The Taoiseach (the Head of the Irish Government) is appointed by the President (one of the three Houses of the Oireachtas) on the nomination of Dáil Éireann (The House of Representatives, the other House is the Senate or Seanad Éireann). The Taoiseach must resign on losing a vote of confidence in the Dáil. 

The Taoiseach answers questions in the Dáil where broad policy is concerned, or where issues specific to his department are concerned. The Taoiseach may also sponsor legislation which represents important new developments. 

The Taoiseach, the Tánaiste (the deputy head of government), and the Minister for Finance must be members of Dáil Éireann. The other members of the Government must be members of either Dáil Éireann or Seanad Éireann but no more than two may be members of the Seanad. 

The Taoiseach nominates the Tánaiste and the other members of the Government for the approval of the Dáil and assigns the particular Departments to the Ministers on their appointment by the President. The Taoiseach also nominates the Attorney General for appointment by the President. The Taoiseach also has the power to advise the President to accept the resignation of Ministers. 

The Taoiseach also nominates eleven persons to serve in Seanad Éireann. 

The Taoiseach, as head of the Government, is the central co-ordinator of the work of the Ministers and their Departments of State. The Taoiseach also advises and guides the other members of the Government when faced particularly with issues requiring the successful working of the Government as a collective authority responsible to Dáil Éireann.
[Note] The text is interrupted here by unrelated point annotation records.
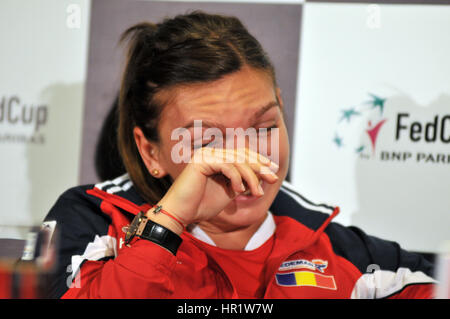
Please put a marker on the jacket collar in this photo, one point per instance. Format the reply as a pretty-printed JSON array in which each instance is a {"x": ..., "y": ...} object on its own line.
[{"x": 289, "y": 202}]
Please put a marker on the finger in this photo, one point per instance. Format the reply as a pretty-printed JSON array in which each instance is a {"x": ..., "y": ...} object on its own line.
[
  {"x": 251, "y": 178},
  {"x": 254, "y": 157},
  {"x": 227, "y": 169}
]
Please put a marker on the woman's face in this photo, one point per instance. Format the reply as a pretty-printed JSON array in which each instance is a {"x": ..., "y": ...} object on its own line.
[{"x": 231, "y": 102}]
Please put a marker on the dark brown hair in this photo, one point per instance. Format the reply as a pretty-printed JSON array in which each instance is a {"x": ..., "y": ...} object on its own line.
[{"x": 191, "y": 48}]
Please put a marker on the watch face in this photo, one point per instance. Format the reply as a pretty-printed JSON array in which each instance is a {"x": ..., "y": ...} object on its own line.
[{"x": 131, "y": 229}]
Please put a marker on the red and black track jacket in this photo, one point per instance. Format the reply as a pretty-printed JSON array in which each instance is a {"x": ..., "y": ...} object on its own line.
[{"x": 312, "y": 257}]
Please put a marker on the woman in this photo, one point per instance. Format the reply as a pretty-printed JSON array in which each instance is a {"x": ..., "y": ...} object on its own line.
[{"x": 199, "y": 215}]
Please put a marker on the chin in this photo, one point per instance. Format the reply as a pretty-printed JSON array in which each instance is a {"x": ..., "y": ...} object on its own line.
[{"x": 245, "y": 211}]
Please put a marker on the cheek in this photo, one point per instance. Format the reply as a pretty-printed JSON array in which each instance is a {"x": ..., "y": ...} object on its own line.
[{"x": 171, "y": 166}]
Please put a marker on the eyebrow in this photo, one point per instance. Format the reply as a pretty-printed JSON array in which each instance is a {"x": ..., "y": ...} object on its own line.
[{"x": 258, "y": 114}]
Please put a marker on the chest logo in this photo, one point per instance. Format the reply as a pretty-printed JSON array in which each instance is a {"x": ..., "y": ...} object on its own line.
[{"x": 315, "y": 264}]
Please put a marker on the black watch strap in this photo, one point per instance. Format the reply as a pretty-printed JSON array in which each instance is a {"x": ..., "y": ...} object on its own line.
[{"x": 161, "y": 236}]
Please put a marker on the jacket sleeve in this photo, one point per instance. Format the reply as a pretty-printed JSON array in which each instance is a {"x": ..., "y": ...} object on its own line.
[
  {"x": 387, "y": 270},
  {"x": 89, "y": 263}
]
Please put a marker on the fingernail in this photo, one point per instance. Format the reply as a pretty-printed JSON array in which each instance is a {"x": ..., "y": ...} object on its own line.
[
  {"x": 261, "y": 191},
  {"x": 274, "y": 167}
]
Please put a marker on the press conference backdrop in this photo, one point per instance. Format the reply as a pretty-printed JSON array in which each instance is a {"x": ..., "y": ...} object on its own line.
[{"x": 366, "y": 88}]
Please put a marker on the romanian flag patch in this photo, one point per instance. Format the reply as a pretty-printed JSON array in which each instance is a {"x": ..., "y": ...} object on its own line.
[{"x": 305, "y": 278}]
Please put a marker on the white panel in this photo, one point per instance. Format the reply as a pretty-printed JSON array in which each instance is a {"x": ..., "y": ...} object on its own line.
[{"x": 43, "y": 65}]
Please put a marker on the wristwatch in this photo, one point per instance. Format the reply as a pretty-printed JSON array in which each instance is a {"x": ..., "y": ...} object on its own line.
[{"x": 144, "y": 228}]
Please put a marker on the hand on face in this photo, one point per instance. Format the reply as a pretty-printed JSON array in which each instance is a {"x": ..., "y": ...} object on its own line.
[{"x": 213, "y": 178}]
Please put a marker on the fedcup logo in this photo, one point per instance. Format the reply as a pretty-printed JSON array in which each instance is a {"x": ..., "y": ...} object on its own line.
[
  {"x": 263, "y": 141},
  {"x": 370, "y": 111}
]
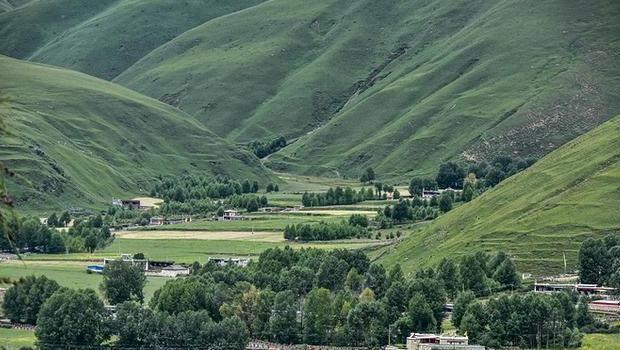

The Taoiseach will set broad Government policy. The Taoiseach keeps the President informed on domestic and international policy. 

The Taoiseach has certain statutory responsibilities for the reform of the law, for official statistics and for the administration of public services which are not the responsibility of any other member of the Government. 

The Taoiseach may decide that particular matters are of such importance or breadth that it is appropriate that they should come under the aegis of her or his authority and be brought under the responsibility of the Department of the Taoiseach. At present they include: the Government Press Office; Economic and Social Policy; European and International Affairs; and Northern Ireland.